Extended Data Fig. 2 LONRF2 is required for the effective disassembly of SGs and reduction in the level of misfolded proteins.
(a) Immunoblotting of lysates from MCF7 and AsPC-1 cells expressing the indicated Dox (1 mg/ml)-inducible shRNA for 48 hrs using the indicated antibodies. (b) MCF7 and (c) AsPC-1 cells as in (a) were treated with NaAsO2 (1 mM) for 30 min, washed with PBS, and then subjected to immunofluorescent analysis using anti-G3BP1 antibody and Hoechst33342. Relative populations of stress granule-positive cells (cells with more than five G3BP1-positive foci) were determined (n = 200). (d) Immunoblotting of lysates from A549 cells expressing Dox-inducible Lonrf2 shRNA together with shRNA-resistant Lonrf2-WT or its mutants. (e) A549 cells as in (d) were treated with NaAsO2 (1 mM) for 30 min, washed with PBS, and then subjected to immunohistochemical analysis using anti-G3BP1 antibody and Hoechst33342 at 0 and 120 min after PBS washout. Relative population of stress granule-positive cells (cells with more than five G3BP1-positive foci) were determined (n = 200). (f and g) A549 cells expressing Dox-inducible Lonrf2 shRNA were treated with H2O2 (1 mM) for 60 min (f) or heat shock (43 °C, for 60 min) (g), were recovered, and were then subjected to immunofluorescent analysis using anti-G3BP1 antibody and Hoechst33342 at the indicated times after recovery.
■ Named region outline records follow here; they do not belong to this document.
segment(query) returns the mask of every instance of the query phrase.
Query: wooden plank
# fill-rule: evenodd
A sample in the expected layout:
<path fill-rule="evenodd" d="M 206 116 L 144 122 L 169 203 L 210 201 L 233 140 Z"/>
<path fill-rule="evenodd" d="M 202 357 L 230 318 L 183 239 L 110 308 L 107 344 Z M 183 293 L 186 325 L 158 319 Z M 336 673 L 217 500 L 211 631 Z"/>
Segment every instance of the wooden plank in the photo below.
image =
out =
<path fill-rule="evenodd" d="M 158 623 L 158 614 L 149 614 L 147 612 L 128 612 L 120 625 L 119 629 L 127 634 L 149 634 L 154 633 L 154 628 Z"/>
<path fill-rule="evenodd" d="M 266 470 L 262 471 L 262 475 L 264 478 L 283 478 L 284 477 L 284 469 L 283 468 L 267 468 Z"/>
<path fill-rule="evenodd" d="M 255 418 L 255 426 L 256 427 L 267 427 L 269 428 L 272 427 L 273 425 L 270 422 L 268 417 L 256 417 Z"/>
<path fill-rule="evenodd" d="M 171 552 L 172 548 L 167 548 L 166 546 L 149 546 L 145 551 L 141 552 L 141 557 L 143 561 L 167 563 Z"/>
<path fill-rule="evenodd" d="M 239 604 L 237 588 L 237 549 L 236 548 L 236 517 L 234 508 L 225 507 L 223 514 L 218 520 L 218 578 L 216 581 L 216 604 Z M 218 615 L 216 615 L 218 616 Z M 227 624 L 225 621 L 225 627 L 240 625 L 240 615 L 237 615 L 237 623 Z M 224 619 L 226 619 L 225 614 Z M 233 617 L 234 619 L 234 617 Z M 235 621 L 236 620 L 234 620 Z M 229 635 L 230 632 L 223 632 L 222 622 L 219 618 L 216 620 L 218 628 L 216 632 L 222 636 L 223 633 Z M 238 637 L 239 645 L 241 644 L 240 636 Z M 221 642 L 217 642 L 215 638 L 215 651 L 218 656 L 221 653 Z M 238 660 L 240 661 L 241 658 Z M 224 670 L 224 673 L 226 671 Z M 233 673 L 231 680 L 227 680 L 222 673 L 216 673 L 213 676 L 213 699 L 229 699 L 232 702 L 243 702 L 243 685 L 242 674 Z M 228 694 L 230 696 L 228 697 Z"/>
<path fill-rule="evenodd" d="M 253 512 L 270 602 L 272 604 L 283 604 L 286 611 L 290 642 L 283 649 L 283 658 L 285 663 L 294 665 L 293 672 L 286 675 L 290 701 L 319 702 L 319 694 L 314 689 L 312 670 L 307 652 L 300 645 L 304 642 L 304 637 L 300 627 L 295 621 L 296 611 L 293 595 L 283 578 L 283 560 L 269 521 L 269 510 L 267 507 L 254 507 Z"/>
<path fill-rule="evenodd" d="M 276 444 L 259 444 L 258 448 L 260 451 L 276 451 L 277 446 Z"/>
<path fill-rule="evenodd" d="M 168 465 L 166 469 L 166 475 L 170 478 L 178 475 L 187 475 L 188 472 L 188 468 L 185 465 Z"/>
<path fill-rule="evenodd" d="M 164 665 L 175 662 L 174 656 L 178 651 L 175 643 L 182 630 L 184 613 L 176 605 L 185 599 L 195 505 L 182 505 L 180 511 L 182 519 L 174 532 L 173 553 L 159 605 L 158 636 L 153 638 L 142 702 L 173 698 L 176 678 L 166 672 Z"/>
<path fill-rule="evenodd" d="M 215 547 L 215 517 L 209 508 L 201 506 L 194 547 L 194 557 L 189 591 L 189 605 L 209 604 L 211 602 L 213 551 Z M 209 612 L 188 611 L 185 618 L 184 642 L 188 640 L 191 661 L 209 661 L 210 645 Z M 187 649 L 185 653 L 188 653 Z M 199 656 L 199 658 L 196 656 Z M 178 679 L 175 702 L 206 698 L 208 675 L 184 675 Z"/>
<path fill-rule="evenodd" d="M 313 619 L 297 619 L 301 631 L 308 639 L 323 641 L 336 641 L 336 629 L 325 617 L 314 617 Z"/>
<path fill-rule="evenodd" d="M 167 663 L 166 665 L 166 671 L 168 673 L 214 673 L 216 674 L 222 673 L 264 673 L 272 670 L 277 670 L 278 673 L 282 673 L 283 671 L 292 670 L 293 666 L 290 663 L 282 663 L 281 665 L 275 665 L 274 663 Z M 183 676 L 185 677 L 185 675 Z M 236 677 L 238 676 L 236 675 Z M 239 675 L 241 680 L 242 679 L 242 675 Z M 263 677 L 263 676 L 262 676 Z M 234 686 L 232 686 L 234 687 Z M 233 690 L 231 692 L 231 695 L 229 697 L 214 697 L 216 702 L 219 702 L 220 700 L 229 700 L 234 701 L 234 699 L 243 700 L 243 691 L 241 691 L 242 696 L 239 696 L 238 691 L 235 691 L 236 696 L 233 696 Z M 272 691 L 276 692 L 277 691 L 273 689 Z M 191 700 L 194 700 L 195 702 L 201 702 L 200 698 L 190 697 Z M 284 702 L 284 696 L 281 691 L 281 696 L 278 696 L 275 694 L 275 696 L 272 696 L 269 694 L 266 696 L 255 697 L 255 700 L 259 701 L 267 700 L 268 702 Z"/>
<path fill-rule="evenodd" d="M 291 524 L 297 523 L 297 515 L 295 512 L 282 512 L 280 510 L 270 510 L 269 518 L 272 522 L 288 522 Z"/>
Relative population of stress granule-positive cells (cells with more than five G3BP1-positive foci) were determined (n = 200). (h and i) A549 cells treated as in (f and g) were subjected to a pull-down assay with FLAG-LONRF2 affinity beads, followed by immunoblotting using the indicated antibodies. Quantification of the intensity is shown in the right panels. Data are presented as means ±s.d. of three independent experiments, error bars show s.d. Two-tailed one-way analysis of variance (ANOVA) with Dunnett’s multiple comparisons post hoc test (b-c, e-i). **P < 0.01, ***P < 0.001.
Extended Data Fig. 3 Lonrf2−/− mice showed a shorter lifespan than Lonrf2+/+ mice.
(a) Sequence alignment of Lonrf2-WT (+/+) and Lonrf2-KO (−/−) alleles. The 5 depleted base pairs are shown in red. (b) Body weights of Lonrf2+/+ and Lonrf2−/− mice at 21 months of age, (n = 8: 6 males and 2 femals). (c) Representative pictures of Lonrf2+/+ and Lonrf2−/− mice at 21 months of age (d) Survival rates of Lonrf2+/+ (n = 14, 8 males and 6 females), Lonrf2+/− (n = 11, 6 males and 5 females), and Lonrf2−/− mice (n = 11, 4 males and 7 females), data are shown as a percentage of the original mice. Statistical significance was determined with a log-rank (Mantel-Cox) test (p<0.01). Data are presented as means ±s.d. of the indicated independent experiments, error bars show s.d. Unpaired two-tailed Student’s t-test (b).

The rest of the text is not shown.